---
The authors selected markers from assembly 1 (Wm82.gnm1) and reported those coordinates.
In preparing the markers for the Data Store, we incorrectly assumed that the markers came from assembly 2 (Wm82.gnm2);
To fix the problem, find the marker sequences from assembly 1 and find their locations in assembly 2.
Flanking sequence around markers was extracted from Wm82.gnm1 using bedtools getfasta; then
that sequence was used to identify marker position in Wm82.gnm2

Also, the SLAF-Seq (aka SLAFSeq) markers have been used in at least two publications: Zhao_Teng_2017 and
Zhao_Han_2015 (doi: 10.1111/tpj.12810). Rename marker filenames to refer to the respective papers:
glyma.Wm82.gnm1.mrk.Zhao_Teng_2017.gff3 and glyma.Wm82.gnm1.mrk.Zhao_Han_2015.gff3


From the publication (Zhao et al. BMC Genomics (2017) 18:462 DOI 10.1186/s12864-017-3843-y ),
generate a GFF representing the 13 SLAFSeq markers reported in the paper:
 Gm07 rs35898587
 Gm07 rs36423980
 Gm08 rs7631207
 Gm08 rs7640250
 Gm08 rs7671170
 Gm08 rs7662003
 Gm08 rs7664479
 Gm08 rs7622492
 Gm08 rs7661660
 Gm08 rs16268025
 Gm14 rs3853672
 Gm15 rs38522986
 Gm18 rs46625879

From the GFF, derive the BED file.
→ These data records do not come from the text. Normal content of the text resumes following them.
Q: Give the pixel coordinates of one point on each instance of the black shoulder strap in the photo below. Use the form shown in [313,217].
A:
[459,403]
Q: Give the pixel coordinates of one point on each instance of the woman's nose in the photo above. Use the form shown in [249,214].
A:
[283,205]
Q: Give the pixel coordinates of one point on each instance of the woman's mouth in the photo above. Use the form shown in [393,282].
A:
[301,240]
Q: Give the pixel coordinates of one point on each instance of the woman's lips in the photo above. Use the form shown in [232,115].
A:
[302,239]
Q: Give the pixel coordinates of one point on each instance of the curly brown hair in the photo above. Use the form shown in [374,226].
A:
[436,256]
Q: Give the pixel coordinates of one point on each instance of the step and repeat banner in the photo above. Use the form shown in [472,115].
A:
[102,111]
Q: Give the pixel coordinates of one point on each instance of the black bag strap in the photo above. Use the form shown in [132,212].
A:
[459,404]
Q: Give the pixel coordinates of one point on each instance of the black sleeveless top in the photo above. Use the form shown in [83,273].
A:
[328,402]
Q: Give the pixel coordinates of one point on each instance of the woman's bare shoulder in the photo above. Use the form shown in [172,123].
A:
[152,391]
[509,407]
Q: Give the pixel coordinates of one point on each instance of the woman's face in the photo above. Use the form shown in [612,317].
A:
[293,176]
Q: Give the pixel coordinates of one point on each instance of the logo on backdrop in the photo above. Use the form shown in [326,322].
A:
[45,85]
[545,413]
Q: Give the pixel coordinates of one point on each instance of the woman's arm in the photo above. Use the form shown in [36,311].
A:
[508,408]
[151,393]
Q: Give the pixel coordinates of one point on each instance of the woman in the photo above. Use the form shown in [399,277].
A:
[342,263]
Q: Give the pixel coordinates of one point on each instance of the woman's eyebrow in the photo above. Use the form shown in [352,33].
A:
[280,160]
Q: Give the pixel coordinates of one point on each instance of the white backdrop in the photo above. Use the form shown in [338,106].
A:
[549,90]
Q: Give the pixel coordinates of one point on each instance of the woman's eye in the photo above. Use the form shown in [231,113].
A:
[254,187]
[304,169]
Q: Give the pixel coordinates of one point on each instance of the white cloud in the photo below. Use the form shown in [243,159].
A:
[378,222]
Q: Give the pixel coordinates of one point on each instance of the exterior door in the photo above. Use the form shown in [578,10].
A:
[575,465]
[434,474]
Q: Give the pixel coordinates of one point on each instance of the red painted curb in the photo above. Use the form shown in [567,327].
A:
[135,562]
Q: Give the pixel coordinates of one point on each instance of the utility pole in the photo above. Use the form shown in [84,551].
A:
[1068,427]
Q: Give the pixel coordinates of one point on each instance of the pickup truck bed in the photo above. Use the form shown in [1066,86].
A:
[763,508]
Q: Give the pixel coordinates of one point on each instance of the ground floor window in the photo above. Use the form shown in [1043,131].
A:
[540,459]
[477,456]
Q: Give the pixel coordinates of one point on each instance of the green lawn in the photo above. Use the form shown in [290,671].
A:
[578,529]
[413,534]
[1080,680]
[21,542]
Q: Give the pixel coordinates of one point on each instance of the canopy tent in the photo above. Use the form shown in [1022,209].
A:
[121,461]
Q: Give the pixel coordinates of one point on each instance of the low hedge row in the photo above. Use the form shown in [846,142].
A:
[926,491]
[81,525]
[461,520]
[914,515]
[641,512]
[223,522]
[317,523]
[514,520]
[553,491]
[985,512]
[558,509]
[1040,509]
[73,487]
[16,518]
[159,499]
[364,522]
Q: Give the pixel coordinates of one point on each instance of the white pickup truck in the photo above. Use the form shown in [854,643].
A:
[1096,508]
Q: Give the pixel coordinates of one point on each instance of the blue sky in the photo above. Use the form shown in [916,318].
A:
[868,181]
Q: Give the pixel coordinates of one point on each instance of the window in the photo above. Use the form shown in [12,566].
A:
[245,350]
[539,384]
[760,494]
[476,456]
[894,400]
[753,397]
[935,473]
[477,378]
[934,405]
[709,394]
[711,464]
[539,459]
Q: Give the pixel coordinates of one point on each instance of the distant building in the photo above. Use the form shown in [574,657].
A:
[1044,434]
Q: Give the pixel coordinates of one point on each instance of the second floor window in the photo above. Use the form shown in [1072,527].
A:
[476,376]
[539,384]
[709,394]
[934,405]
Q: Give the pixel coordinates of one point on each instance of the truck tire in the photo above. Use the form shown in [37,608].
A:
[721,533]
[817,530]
The GFF is in one-based coords and BED is zero-based coords.
Use bedops to do the right thing:
  conda create -n bedops
  conda install -n bedops -c conda-forge -c bioconda bedops
  conda activate bedops

  gff2bed < glyma.Wm82.gnm1.mrk.SLAFseq.gff3 > glyma.Wm82.gnm1.mrk.SLAFseq.bed
  cat glyma.Wm82.gnm1.mrk.SLAFseq.bed |
    awk -v OFS="\t" '{print $1, $2-1000, $3+1000, $10}' |
    perl -pe 's/ID=([^;]+);.+/$1/; s/glyma.Wm82.gnm1.rs/rs/' > glyma.Wm82.gnm1.mrk.SLAFseq_1kflank.bed

Activate bedtools and extract the sequences from gnm1
  conda activate bedtools

  bedtools getfasta -name -fi glyma.Wm82.gnm1.FCtY.genome_main.fna \
                    -bed glyma.Wm82.gnm1.mrk.SLAFseq_1kflank.bed \
                    -fo glyma.Wm82.gnm1.mrk.SLAFseq_1kflank.fna

Simplify the marker names, stripping out the coordinate information added by bedtools
  perl -pi -e 's/::\S+//' glyma.Wm82.gnm1.mrk.SLAFseq_1kflank.fna

Activate BLAST and search the genome sequence - first in Wm82.gnm1 to confirm sequence locations 
The locations should be same as BED.
  conda activate blast

  mkdir blastdb blastout

  makeblastdb -in glyma.Wm82.gnm1.FCtY.genome_main.fna \
              -dbtype nucl -hash_index -out blastdb/glyma.Wm82.gnm1

  blastn -db blastdb/glyma.Wm82.gnm1 \
         -query glyma.Wm82.gnm1.mrk.SLAFseq_1kflank.fna \
         -evalue 1e-10 -outfmt 6 -perc_identity 99 \
         -out blastout/glyma.Wm82.gnm1.mrk.SLAFseq.x.glyma.Wm82.gnm1.bln &

Confirm that the query sequences find the correct coordinates on Wm82.gnm1: 
  grep -v "^#" blastout/glyma.Wm82.gnm1.mrk.SLAFseq.x.glyma.Wm82.gnm1.bln | top_line.awk

Search glyma.Wm82.gnm2.DTC4
  makeblastdb -in glyma.Wm82.gnm2.DTC4.genome_main.fna \
              -dbtype nucl -hash_index -out blastdb/glyma.Wm82.gnm2
  blastn -db blastdb/glyma.Wm82.gnm2 \
         -query glyma.Wm82.gnm1.mrk.SLAFseq_1kflank.fna \
         -evalue 1e-10 -outfmt 6 -perc_identity 99 \
         -out blastout/glyma.Wm82.gnm1.mrk.SLAFseq.x.glyma.Wm82.gnm2.bln &

Find locations in Wm82.gnm2 and print the marker coordinates (at hit start position + 1000)
  cat blastout/glyma.Wm82.gnm1.mrk.SLAFseq.x.glyma.Wm82.gnm2.bln |
    awk -v OFS="\t" '$3>=99 && $4>=1900 && $11==0 {print $2, $9+1001, $9+1001, $1}' |
    cat > glyma.Wm82.gnm2.mrk.SLAFseq.bed

Reshape bed file into gff
  cat glyma.Wm82.gnm2.mrk.SLAFseq.bed |
    awk -v OFS="\t" '{print $1, "Zhao_Teng_2017", "genetic_marker", $2, $3, ".", ".", ".", "ID=" $1 "." $4 ";Name=" $4}' |
    cat > glyma.Wm82.gnm2.mrk.SLAFseq.gff3

RESULT: glyma.Wm82.gnm2.mrk.SLAFseq.gff3 contains the marker locations on Wm82.gnm2 .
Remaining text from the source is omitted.